Benchmarking for Automation

AI engineers must prioritize optimizing system performance, considering overall latency, solution quality, power consumption, and space utilization. Evaluating new AI algorithms often involves assessing their performance on standardized public benchmark problems.

Benchmarking is of crucial importance for the selection of the optimal HW resources given a specific AI application to be executed on a potential array of different computing resources and a set of user requirements and budget. In this case, both AI experts and new adopters might struggle to find what is the HW most suited to their specific needs (and possibly the configuration of the algorithm itself).

Importance of Benchmarking

Benchmarks provide crucial insights into how well an algorithm performs on specific systems.
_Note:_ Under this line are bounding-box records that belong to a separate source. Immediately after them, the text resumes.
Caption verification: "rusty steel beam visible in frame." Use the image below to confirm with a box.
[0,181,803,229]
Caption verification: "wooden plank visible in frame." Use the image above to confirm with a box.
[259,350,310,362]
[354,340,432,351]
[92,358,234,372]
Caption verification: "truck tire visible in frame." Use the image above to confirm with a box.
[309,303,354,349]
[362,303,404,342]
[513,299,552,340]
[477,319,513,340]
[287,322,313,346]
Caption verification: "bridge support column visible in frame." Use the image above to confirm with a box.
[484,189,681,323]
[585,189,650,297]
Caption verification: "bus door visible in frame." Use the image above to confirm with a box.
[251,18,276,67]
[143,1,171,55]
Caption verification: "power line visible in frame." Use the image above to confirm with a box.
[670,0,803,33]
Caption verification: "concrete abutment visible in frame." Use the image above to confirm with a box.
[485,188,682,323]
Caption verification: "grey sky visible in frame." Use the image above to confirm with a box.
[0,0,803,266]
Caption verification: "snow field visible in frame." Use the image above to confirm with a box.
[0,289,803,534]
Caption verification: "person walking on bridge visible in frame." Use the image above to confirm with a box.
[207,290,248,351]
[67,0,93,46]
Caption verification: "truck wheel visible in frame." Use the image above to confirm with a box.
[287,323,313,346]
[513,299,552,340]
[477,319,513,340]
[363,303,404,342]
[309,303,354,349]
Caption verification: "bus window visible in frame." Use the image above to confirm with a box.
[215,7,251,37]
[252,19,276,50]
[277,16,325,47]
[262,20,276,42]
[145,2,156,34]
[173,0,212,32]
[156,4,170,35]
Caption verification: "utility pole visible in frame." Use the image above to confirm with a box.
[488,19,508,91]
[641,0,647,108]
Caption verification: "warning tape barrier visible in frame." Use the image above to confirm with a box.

This is especially true given current system variability, as AI algorithms deployed on different systems exhibit varied performance, making it essential to test across multiple heterogeneous platforms.

Challenges in AI Adoption

Uncertain Performance: Potential adopters face uncertainty due to performance data being limited to specific public benchmarks and hardware platforms.
Comprehensive Evaluation: Understanding an AI application’s behavior across different systems is vital for informed decision-making.

Automated Matching of an AI Asset to Hardware Resources

We assume to have a AI asset (algorithm, data-centric model, pipeline, etc.) that needs to be matched to the optimal hardware (HW) resources.

Automated HW Matching Workflow

The steps to implement a potential automated routine for HW matching are:

The asset is benchmarked on a variety of HW devices and with a variety of hyperparameters combinations.
The benchmark results are used to characterise behaviour of a given AI asset under different configurations and the resulting data set is used to train ML models that learn this behaviour.
The requirements of the user (e.g., budget, asset’s performance, etc) are matched with a most suitable HW platform, and benchmarks, so that expected behaviour of the AI asset is chosen (this selection can happen via guidelines or more automated processes, such as casting it as an optimization problem)